QUESTION: Ok, I am a librarian and I like to run analysis of the print books in my library annually to determine what sections are being used well and what sections may need improvement. One of the things I look at is Average Annual Circulation as opposed to just looking at “raw” absolute total circulation. The average annual circulation is the number of circulations (i.e., checkouts) that a given item or collection averages per year.
Here is an example of what I mean:
Book A has circulated 20 times (raw circulation) in ten years on the shelf. Which means it has an Average Annual Circulation of 2 (20 circs/ 10 years).
Now where I run into trouble is doing this calculation for items that have been on the shelf for less than a complete year.
Book B has circulated 3 times in a quarter of a year on the shelf. When I run the same calculation for Book B for Average Annual Circulation I get 16 (4 circs/ .25 years).
Now how can the average be higher than the absolute total? What am I missing here? Any assistance would be greatly appreciated.
ANSWER: Your calculation makes sense -- it is not a paradox.
In 3 months (0.25 years), the book was checked out 3 times (or was it 4?). Let's say it's 3.
That means you have an average circulation of 3/(0.25) = 12 times.
It is okay that the average is higher than the total, because the average is over an entire year
, while the current count is only a fraction of a year
(hence, it is smaller).
---------- FOLLOW-UP ----------
QUESTION: Thanks. So now that the calculation is correct, is it fair to compare average annual circulation for items that have a shelf-life of less than a year against items that have a shelf-life over a year? Can I group them all together or should I separate them? Will the "inflated" values for the items newer than a year throw off totals?
Because realistically very few, if any, books older than a year ever have average annual circulations as high as the ones for the books that are less than a year old.
I just fear that these "spikes" in the data for the new items throws things off as they are not sustainable for longer lived items.
Generally speaking, no, these figures are all comparable. They all represent the annual circulation rates, regardless of the shelf-life.

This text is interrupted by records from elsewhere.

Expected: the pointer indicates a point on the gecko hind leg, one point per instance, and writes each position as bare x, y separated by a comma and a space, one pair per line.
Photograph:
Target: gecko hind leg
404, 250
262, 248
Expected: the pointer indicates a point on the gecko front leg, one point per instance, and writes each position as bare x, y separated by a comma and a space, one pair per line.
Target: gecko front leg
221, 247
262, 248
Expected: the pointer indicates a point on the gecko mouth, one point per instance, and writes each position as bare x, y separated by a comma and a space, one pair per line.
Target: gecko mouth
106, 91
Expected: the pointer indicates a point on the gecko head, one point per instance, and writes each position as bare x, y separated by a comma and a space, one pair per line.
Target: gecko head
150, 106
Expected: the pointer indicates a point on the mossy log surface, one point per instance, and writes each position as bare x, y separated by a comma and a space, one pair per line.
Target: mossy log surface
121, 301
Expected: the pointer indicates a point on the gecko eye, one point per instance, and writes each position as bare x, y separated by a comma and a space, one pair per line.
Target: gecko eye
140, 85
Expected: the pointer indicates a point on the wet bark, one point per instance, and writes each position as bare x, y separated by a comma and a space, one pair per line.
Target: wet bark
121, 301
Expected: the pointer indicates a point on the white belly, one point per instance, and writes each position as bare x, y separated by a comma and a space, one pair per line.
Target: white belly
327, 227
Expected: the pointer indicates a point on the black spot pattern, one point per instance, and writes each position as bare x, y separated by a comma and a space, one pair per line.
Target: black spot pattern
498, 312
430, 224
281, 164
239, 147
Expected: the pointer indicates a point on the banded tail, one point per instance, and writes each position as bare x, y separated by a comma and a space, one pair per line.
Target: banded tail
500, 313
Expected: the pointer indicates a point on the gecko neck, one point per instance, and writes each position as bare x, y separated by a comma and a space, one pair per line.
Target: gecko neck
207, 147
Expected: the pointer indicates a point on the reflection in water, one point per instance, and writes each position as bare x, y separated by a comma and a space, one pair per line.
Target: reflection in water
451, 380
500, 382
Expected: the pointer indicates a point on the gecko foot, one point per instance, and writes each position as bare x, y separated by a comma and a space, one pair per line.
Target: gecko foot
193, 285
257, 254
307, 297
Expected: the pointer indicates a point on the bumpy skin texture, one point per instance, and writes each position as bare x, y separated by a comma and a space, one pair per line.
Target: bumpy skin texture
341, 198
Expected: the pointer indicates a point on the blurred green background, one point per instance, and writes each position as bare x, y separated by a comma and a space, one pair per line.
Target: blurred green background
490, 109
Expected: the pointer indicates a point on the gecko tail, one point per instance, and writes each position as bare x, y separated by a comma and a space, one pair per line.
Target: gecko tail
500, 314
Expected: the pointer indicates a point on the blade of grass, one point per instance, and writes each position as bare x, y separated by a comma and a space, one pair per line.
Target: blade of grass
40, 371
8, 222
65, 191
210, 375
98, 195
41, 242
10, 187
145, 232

Now, depending on how you use the data, you ought to be aware of this.
If you are doing long-term projections, for example, you would not want to include the short-life items. Any results you get might be misleading if you were to predict, for example, that items that normally get checked out 20 times in one month and are then removed from circulation will somehow be checked out hundreds of times in the next decade (they won't! they were removed from circulation!).

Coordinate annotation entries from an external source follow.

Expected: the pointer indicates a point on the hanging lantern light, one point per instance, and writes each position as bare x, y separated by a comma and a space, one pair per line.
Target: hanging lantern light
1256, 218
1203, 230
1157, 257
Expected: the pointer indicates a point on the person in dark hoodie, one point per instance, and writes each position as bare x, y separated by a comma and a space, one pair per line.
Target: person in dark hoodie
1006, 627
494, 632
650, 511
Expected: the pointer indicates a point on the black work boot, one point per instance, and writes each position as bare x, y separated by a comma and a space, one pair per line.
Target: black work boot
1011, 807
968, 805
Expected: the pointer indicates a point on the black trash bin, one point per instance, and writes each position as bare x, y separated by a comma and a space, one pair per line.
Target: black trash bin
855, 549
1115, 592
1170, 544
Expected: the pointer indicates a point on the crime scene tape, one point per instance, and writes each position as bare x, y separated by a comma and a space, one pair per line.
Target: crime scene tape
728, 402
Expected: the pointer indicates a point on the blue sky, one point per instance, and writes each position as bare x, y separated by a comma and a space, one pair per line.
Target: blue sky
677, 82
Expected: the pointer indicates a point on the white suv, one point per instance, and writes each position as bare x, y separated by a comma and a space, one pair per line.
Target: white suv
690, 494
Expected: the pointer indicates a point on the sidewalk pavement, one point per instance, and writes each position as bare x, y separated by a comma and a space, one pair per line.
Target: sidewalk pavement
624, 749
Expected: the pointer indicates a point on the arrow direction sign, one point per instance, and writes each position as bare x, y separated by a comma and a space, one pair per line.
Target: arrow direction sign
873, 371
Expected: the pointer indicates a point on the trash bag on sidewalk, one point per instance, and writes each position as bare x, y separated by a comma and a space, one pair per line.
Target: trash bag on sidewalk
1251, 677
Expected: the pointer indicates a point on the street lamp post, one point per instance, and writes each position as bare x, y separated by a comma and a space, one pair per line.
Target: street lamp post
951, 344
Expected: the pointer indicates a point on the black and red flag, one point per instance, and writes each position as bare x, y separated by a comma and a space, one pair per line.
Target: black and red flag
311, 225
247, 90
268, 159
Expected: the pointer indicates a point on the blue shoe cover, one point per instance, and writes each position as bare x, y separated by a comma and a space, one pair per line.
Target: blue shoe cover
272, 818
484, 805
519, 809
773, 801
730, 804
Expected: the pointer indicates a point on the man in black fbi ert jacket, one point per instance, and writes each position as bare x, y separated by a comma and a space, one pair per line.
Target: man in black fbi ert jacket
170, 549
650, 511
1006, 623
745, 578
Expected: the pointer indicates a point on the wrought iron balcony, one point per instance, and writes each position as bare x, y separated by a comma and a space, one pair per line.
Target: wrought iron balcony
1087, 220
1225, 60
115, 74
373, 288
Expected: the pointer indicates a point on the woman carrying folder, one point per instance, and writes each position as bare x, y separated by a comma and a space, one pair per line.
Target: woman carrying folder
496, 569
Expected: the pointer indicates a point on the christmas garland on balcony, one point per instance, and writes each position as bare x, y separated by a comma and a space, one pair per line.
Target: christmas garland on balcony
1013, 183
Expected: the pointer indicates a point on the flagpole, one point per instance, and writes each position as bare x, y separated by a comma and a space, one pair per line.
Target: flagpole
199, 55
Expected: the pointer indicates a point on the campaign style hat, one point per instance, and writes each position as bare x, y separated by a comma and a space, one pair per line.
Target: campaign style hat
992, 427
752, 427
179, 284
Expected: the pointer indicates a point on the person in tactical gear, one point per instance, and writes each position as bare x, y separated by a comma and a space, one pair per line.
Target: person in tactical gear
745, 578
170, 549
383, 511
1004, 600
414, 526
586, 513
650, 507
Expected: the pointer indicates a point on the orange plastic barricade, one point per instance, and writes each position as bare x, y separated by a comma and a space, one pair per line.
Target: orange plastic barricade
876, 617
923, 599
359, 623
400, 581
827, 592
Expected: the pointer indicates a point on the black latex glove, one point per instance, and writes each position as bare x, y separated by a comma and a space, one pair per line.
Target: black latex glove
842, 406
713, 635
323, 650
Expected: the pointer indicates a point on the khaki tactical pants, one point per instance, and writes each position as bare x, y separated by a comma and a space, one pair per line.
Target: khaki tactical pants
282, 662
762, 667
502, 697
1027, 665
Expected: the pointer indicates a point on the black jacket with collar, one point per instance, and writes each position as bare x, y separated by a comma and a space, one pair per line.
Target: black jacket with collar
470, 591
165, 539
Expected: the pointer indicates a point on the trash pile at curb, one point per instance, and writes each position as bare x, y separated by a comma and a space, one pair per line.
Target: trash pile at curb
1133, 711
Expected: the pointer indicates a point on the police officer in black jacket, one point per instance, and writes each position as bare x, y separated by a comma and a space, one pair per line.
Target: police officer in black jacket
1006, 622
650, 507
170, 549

But they are not "spikes" or "inflated" -- these are the true annual circulation rates. It is important to understand that this rate is only one important quantity associated to a particular item. The shelf-life is another important quantity to consider. Depending on your analysis, in some cases you may need to include the short-life items. In other cases, not.
Here are two examples, one good, one bad:
Imagine you are trying to count how many check-outs total there will be in the next year. If you have 5000 long-life items that average 2 circulations per year, that is 10000 check-outs you will see. You may also have 600 short-life items that average 20 circulations per year, but if these items do not last the full year, you should NOT be counting 12000 check-outs for this group!!
On the other hand, if you were trying to determine which items are the most popular, something like average annual circulation may be a good measurement. If an obscure book is checked out once per year, while a short-life item is checked out 30 times per year (that might be 10 times over 4 months), the second item is clearly much more popular.
If your analysis is highly statistical, you would also need a statistically significant sample size, but if you are at a library or any such environment, you presumably have a large number of items in circulation.